Linagliptin is a weak to moderate inhibitor of CYP isozyme CYP3A4, but does not inhibit other CYP isozymes and is not an inducer of CYP isozymes, including CYP1A2, 2A6, 2B6, 2C8, 2C9, 2C19, 2D6, 2E1, and 4A11.

Linagliptin is a P-glycoprotein (P-gp) substrate, and inhibits P-gp mediated transport of digoxin at high concentrations. Based on these results and in vivo drug interaction studies, Linagliptin is considered unlikely to cause interactions with other P-gp substrates at therapeutic concentrations.

In vivo Assessment of Drug Interactions

Strong inducers of CYP3A4 or P-gp (e.g., rifampin) decrease exposure to Linagliptin to subtherapeutic and likely ineffective concentrations. For patients requiring use of such drugs, an alternative to Linagliptin is strongly recommended. In vivo studies indicated evidence of a low propensity for causing drug interactions with substrates of CYP3A4, CYP2C9, CYP2C8, P-gp, and OCT. No dose adjustment of Linagliptin is recommended based on results of the described pharmacokinetic studies.


Dosage & Administration

LINAMET should be given twice daily with meals. Dose escalation should be gradual to reduce thegastrointestinal (GI) side effects associated with metformin use. For available dosage forms and strengths.

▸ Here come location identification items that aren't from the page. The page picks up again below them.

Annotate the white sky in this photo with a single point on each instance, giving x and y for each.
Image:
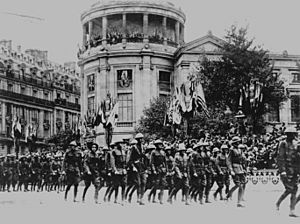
(274, 23)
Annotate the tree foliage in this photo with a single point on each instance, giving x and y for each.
(62, 139)
(239, 65)
(152, 121)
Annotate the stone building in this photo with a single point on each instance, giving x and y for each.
(38, 92)
(135, 50)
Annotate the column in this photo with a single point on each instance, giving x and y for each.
(63, 120)
(83, 36)
(177, 32)
(165, 30)
(3, 117)
(41, 124)
(145, 27)
(104, 29)
(124, 27)
(90, 32)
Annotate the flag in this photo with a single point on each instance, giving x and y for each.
(113, 116)
(16, 129)
(199, 99)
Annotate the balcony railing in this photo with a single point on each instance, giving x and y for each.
(24, 98)
(66, 104)
(124, 124)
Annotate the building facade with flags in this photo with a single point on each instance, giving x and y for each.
(136, 51)
(38, 98)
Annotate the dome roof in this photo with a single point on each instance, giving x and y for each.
(114, 2)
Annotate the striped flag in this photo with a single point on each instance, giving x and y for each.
(113, 116)
(199, 99)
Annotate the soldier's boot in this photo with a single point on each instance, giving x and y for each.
(281, 198)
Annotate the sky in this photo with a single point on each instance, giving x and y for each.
(275, 24)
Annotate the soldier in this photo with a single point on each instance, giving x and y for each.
(131, 173)
(158, 165)
(235, 163)
(7, 173)
(209, 172)
(92, 172)
(24, 173)
(2, 158)
(287, 159)
(170, 169)
(181, 178)
(15, 172)
(56, 172)
(198, 177)
(36, 169)
(223, 177)
(118, 164)
(72, 166)
(138, 163)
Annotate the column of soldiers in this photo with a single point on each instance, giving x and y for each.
(129, 169)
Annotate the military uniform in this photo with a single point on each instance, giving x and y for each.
(118, 164)
(91, 173)
(236, 166)
(181, 177)
(73, 168)
(288, 161)
(159, 169)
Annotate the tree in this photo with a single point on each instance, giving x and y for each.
(152, 121)
(243, 70)
(63, 139)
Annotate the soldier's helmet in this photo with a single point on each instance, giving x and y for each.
(290, 130)
(139, 135)
(133, 142)
(151, 146)
(158, 142)
(215, 150)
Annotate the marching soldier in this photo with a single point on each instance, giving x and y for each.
(73, 167)
(223, 177)
(235, 163)
(170, 169)
(118, 164)
(159, 169)
(181, 178)
(138, 163)
(92, 172)
(288, 167)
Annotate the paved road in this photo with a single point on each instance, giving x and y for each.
(49, 207)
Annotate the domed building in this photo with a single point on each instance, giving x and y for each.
(135, 51)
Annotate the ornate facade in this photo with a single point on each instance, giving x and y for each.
(38, 92)
(135, 51)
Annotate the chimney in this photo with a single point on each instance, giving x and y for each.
(19, 48)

Recommended starting dose:

  • In patients currently not treated with metformin, initiate treatment with 2.5 mg linagliptin/500 mg metformin hydrochloride twice daily.
  • In patients already treated with metformin, start with 2.5 mg linagliptin and the current dose of metformin taken at each of the two daily meals (e.g., a patient on metformin 1000 mg twice daily would be started on 2.5 mg linagliptin/1000 mg metformin hydrochloride twice daily with meals).
  • Patients already treated with linagliptin and metformin individual components may be switched to LINAMET containing the same doses of each component.
  • No studies have been performed specifically examining the safety and efficacy of LINAMET in patients previously treated with other oral antihyperglycemic agents and switched to LINAMET. Any change in therapy of type 2 diabetes mellitus should be undertaken with care and appropriate monitoring as changes in glycemic control can occur.

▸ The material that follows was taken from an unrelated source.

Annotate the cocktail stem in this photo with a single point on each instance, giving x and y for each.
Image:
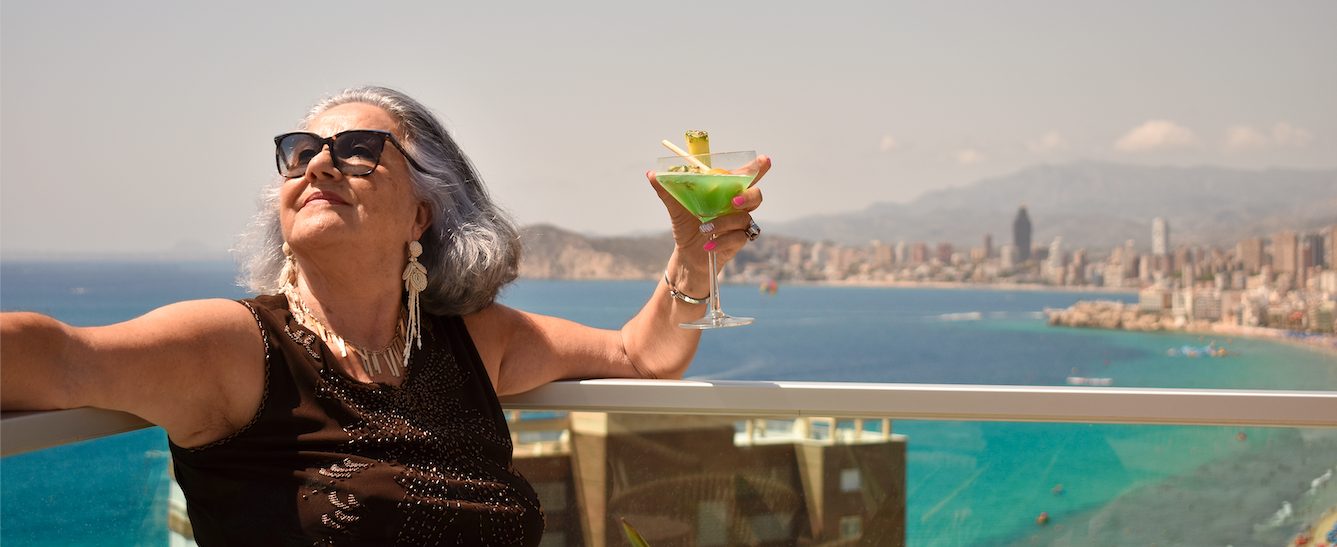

Concomitant Use with an Insulin Secretagogue (e.g., Sulfonylurea) or with Insulin

When LINAMET is used in combination with an insulin secretagogue (e.g., sulfonylurea) or with insulin, a lower dose of the insulin secretagogue or insulin may be required to reduce the risk of hypoglycemia.


Precautions

Lactic acidosis: Warn against excessive alcohol use. LINAMET is not recommended in hepatic impairment or hypoxic states and is contraindicated in renal impairment. Ensure normal renal function before initiating and at least annually thereafter.

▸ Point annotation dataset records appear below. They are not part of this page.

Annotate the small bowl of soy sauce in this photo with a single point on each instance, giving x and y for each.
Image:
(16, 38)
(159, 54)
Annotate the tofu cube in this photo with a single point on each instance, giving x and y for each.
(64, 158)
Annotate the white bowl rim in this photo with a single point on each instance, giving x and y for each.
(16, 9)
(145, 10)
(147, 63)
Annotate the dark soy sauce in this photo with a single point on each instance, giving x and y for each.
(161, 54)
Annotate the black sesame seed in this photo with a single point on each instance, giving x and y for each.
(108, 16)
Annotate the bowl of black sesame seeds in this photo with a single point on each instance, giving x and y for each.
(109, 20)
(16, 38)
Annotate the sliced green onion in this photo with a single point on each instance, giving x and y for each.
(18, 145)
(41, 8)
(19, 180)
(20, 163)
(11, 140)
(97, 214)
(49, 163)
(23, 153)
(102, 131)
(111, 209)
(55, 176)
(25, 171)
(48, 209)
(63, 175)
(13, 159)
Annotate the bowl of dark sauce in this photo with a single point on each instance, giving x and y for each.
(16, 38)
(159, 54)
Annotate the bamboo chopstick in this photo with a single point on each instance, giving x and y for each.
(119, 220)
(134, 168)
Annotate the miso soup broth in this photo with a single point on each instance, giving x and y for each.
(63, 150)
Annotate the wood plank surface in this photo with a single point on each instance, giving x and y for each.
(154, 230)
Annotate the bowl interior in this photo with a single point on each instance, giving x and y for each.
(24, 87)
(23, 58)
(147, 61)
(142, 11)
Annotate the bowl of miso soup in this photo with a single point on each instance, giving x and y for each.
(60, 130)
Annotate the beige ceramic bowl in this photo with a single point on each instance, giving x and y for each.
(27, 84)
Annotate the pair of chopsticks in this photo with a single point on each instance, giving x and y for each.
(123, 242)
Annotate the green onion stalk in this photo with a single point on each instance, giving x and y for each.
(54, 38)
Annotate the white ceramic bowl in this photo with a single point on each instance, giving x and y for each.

  • There have been postmarketing reports of acute pancreatitis, including fatal pancreatitis. If pancreatitis is suspected, promptly discontinue LINAMET.
  • Temporarily discontinue LINAMET in patients undergoing radiologic studies with intravascular administration of iodinated contrast materials or any surgical procedures necessitating restricted intake of food and fluids.
  • Hypoglycemia: When used with an insulin secretagogue (e.g.sulfonylurea (SU)) or insulin, consider lowering the dose of the insulin secretagogue or insulin to reduce the risk of hypoglycemia.
  • There have been postmarketing reports of serious hypersensitivity reactions in patients treated with linagliptin (one of the components of LINAMET) including anaphylaxis, angioedema, and exfoliative skin conditions. In such cases, promptly discontinue LINAMET, assess for other potential causes, institute appropriate monitoring and treatment, and initiate alternative treatment for diabetes.
  • Vitamin B12 deficiency: Metformin may lower vitamin B12 levels. Monitor hematologic parameters annually.
  • Arthralgia: Severe and disabling arthralgia has been reported in patients taking DPP-4 inhibitors. Consider as a possible cause for severe joint npain and discontinue drug if appropriate.
  • Macrovascular outcomes: No conclusive evidence of macrovascular risk reduction with LINAMET or any other antidiabetic drug.